There seems to be an unspoken belief that Myanmar workers are going to stream to the development from further north in Myanmar or from other jobs in Thailand, but it just looks like a pipedream to me – and Kevin Costner ain’t around for the happy ending.
There are just so many question marks hanging over the project: Where are the workers going to live?
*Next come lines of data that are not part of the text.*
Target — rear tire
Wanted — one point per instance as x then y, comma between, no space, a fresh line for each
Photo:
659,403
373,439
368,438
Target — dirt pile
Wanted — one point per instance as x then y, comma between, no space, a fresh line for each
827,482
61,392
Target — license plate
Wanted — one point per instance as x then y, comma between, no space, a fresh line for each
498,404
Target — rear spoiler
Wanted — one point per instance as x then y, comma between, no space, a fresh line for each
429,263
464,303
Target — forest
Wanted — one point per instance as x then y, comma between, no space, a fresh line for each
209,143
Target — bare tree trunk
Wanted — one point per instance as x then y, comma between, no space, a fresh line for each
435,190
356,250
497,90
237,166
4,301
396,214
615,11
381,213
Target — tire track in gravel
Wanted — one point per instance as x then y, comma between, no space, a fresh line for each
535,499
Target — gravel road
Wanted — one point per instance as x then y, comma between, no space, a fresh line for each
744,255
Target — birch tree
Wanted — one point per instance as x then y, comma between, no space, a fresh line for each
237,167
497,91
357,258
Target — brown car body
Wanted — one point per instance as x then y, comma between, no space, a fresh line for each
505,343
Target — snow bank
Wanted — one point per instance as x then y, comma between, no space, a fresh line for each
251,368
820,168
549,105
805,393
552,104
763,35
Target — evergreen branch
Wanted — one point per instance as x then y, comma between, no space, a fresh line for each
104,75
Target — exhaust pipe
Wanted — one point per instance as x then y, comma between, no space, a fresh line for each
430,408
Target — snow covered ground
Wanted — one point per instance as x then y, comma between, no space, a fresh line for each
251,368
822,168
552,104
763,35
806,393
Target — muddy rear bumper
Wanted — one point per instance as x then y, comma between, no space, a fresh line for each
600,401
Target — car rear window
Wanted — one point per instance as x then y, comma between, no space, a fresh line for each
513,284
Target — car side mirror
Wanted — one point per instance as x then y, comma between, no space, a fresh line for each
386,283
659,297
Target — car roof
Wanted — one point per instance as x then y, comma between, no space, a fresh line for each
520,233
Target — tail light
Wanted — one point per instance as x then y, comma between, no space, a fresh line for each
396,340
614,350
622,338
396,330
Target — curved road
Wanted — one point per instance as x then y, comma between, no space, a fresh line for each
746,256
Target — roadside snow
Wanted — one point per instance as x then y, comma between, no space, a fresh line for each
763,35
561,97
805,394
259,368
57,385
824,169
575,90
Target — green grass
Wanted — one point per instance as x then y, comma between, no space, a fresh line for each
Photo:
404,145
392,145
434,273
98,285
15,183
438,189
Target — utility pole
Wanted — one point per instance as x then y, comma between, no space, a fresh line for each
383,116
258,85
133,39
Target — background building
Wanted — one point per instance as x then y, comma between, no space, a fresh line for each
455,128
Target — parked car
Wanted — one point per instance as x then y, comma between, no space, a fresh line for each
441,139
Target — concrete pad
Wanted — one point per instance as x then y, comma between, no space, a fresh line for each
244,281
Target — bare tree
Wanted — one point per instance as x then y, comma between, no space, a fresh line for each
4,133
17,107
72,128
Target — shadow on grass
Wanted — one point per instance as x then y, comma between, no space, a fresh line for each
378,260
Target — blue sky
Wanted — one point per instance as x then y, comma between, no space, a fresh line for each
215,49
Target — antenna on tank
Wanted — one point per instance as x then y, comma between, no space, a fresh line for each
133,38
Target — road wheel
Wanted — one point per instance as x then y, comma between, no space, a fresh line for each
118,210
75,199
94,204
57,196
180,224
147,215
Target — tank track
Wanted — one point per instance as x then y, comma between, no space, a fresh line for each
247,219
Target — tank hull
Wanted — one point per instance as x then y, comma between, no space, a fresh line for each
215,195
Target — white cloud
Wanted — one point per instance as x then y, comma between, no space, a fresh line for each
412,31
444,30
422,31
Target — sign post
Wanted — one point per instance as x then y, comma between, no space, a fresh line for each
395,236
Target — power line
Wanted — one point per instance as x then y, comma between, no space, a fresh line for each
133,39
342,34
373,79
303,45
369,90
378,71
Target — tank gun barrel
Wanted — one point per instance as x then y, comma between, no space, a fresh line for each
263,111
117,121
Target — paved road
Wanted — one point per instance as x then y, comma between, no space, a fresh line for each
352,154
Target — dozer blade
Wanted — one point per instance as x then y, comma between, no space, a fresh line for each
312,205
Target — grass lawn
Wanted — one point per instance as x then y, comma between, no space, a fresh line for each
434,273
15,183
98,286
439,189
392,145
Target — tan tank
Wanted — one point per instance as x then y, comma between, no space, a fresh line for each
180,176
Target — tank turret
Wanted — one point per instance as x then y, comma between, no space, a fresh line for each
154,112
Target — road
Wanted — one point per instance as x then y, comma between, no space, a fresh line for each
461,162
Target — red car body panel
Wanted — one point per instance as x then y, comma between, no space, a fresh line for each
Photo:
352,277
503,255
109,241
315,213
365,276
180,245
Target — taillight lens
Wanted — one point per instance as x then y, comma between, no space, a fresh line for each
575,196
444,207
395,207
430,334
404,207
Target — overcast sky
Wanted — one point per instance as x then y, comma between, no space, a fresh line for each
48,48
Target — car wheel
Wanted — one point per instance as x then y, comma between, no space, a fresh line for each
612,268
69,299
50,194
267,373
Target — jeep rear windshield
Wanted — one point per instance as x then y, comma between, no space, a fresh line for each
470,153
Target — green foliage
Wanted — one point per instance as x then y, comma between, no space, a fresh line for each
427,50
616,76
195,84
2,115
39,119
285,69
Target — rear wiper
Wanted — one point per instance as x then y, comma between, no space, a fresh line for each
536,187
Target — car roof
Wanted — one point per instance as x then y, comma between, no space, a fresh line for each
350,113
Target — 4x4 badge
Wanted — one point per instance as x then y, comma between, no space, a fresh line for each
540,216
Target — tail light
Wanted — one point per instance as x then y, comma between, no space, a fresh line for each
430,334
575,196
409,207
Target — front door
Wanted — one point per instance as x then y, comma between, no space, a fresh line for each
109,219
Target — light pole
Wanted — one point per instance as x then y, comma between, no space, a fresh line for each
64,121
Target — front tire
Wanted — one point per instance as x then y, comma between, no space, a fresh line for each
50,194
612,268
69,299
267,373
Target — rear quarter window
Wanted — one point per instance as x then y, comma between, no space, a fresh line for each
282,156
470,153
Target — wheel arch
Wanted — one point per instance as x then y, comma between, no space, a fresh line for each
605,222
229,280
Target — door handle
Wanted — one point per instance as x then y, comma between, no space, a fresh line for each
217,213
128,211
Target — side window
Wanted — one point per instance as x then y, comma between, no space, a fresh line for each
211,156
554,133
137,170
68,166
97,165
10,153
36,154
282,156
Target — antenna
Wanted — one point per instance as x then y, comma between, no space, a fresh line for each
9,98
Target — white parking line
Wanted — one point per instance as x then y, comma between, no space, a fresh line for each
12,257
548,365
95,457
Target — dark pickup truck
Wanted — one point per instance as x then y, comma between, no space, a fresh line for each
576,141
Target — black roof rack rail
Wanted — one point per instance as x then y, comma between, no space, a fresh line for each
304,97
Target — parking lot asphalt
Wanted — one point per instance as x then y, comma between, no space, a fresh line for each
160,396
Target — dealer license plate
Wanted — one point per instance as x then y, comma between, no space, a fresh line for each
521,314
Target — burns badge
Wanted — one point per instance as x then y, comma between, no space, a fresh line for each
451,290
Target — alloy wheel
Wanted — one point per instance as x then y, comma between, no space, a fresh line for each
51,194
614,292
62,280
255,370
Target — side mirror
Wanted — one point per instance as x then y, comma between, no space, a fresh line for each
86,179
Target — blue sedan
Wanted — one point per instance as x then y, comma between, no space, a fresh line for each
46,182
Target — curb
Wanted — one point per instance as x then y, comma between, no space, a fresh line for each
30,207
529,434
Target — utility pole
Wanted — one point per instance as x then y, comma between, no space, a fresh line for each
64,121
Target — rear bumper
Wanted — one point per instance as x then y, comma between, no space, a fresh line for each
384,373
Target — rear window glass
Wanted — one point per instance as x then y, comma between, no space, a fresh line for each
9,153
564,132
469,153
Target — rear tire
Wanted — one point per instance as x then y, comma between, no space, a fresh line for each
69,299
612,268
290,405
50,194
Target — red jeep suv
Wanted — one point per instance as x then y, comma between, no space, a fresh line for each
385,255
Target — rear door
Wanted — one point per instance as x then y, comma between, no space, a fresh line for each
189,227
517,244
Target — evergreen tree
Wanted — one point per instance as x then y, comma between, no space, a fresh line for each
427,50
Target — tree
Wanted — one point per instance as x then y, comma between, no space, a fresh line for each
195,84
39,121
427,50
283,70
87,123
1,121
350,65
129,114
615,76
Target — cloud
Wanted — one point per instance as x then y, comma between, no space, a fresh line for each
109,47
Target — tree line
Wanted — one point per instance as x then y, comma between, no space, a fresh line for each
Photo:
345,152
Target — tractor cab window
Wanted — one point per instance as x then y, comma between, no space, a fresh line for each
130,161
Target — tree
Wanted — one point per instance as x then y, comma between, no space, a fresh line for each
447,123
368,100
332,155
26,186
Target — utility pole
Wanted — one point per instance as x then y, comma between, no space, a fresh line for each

Is road and rail infrastructure linking the zone with the rest of Myanmar going to be built?
Above all – how does this development benefit Myanmar and its 60 million people?
Instead, the special economic zone planned for Thilawa in Yangon’s Thanlyin township seems a much better bet: The workers, basic infrastructure, services and companies are already there, and Japanese businesses and the government are strongly backing the project, which means the funding should not be a problem in the same way that it has been in Dawei.
For its part, the Asian Development Bank has advised the Thai government to invest in transport and infrastructure development in Myanmar to encourage international investors and financiers, the Bangkok Post reported on August 30.
Mr Craig Steffensen, the ADB’s Thailand country director, said during the Thailand Focus 2012 meeting in Bangkok on August 29 that the $8 billion required for the first phase of the project had not been secured.
He added that the Thai government should consider building more roads or rail links to augment the motorway planned between Nonthaburi’s Bang Yai district and Kanchanaburi province.
“It doesn’t need to be a massive investment, just an initial amount that can get the Dawei project off the ground,” he said.